5. The Big Short's Adapted Screenplay sweep
I know I've been harping on Adam McKay and Charles Randolph's well-meaning housing crisis comedy for months, but I just don't see what made this such a unanimous choice for writing awards. Especially when the competition hasn't been this stacked in years. I mean, good God: Carol, Room, Brooklyn, The Martian, inexplicable snubbee Steve Jobs, and even the long shots from 45 Years to Mr. Holmes write circles around The Big Short's misguided gimmickry, which gets by on sounding a lot smarter than it truly is. The lone bone tossed to Aaron Sorkin by the Golden Globes is going to look very good ten years from now (Heck, it looked good the moment it happened). At least other season sweepers like Inside Out and Son of Saul can be justified on quality, but I'm not drinking the Koolaid on this one.
4. The Return of Gervais
Anyone they could have chosen to host the Globes was going to be a step down from Tina & Amy, but why do the HFPA have to keep going back to this poisoned well? The crassness of his material is not the problem. The problem is that the jokes aren't funny, or even well delivered. To be fair, there are some contexts in which the persona of the "unlikable comedian" can be effective, but awards show emcee is not one of them. Someone new next time, please and thank you.
3. Best Original Song
It's always something with this category. Mind you, we can't blame the music branch entirely for their sorry selection this year given the weak crop they had to pick from, but there were certainly some better options out there. The callous decision to only perform three of the songs on the show was even worse, and the dirge that ultimately won was the cherry atop an already vexing sundae. Even when her competition is as bad as her, Dianne Warren still can't catch a break. Honestly, the only good thing to come of the category this year is the amusing (for all the wrong reasons) fallout over Sam Smith's infamous acceptance speech goof.
2. Category fraud
Pundits are no strangers to this form of seasonal skulduggery, but it reached rancid new depths this year, with all organizations but the Globes sullying themselves by playing along with that dirty pool. Now I'll hear Supporting arguments for borderline leads like Paul Dano, Tom Courtenay and Mya Taylor, sure. But Jacob Tremblay? Rooney Mara? Eventual winner Alicia Vikander? Certainly not. I fear her success this year will only encourage future shenanigans for performances that just aren't good enough to get nominated in their proper category.
1. #OscarsSoWhite and the narrowness of “diversity”
Three years running now, the awards conversation has contorted into a racial politics conversation, and rarely a constructive one. The din was mostly quelled in 2014 when 12 Years a Slave eked out a Best Picture win over Gravity, only for the knowledge to disseminate thereafter that may voters didn't even see the film – reportedly feeling badgered into “owing” the slavery drama their top honour.
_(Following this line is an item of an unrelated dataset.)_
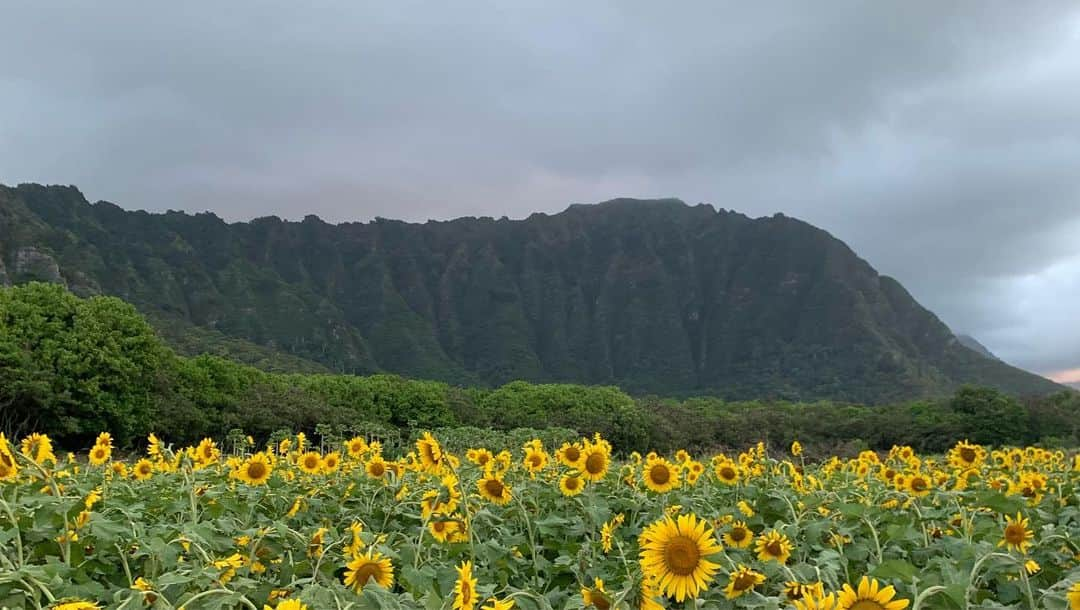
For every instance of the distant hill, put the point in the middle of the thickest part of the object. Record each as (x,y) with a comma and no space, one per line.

Last year, the kneejerk outrage over an all-white acting lineup birthed the infamous #OscarsSoWhite hashtag, with many angry tweeters refusing to acknowledge (or simply blind to) the nuance of Selma's late release and under-prepared campaign. But this year, things reached a tipping point.
The acting branch, who chooses those 20 nominees, is arguably more diverse and inclusive than most of the Academy's other factions. Where are the column inches devoted to the overwhelming whiteness of the executives branch? Where's the uproar over no woman being nominated for Best Cinematography in the Oscar's 88-year history? The year's one trans nominee (a rarity in any year), Anhoni, had her song unceremoniously nixed from the telecast – A decision that had more to due with the song's dullness than gender identity politics, but still.
No black nominees (and by "nominees", he specifically means actors).
Whether a calculated angle to appeal to a larger demographic or merely insensitive to other minorities, that's a dangerously limited criteria for diversity, and the theme seemed to play on loop all night long.
Are we to expect a season of outrage every year there doesn't happen to be a black acting nominee? After these last two, I don't think I can do another one.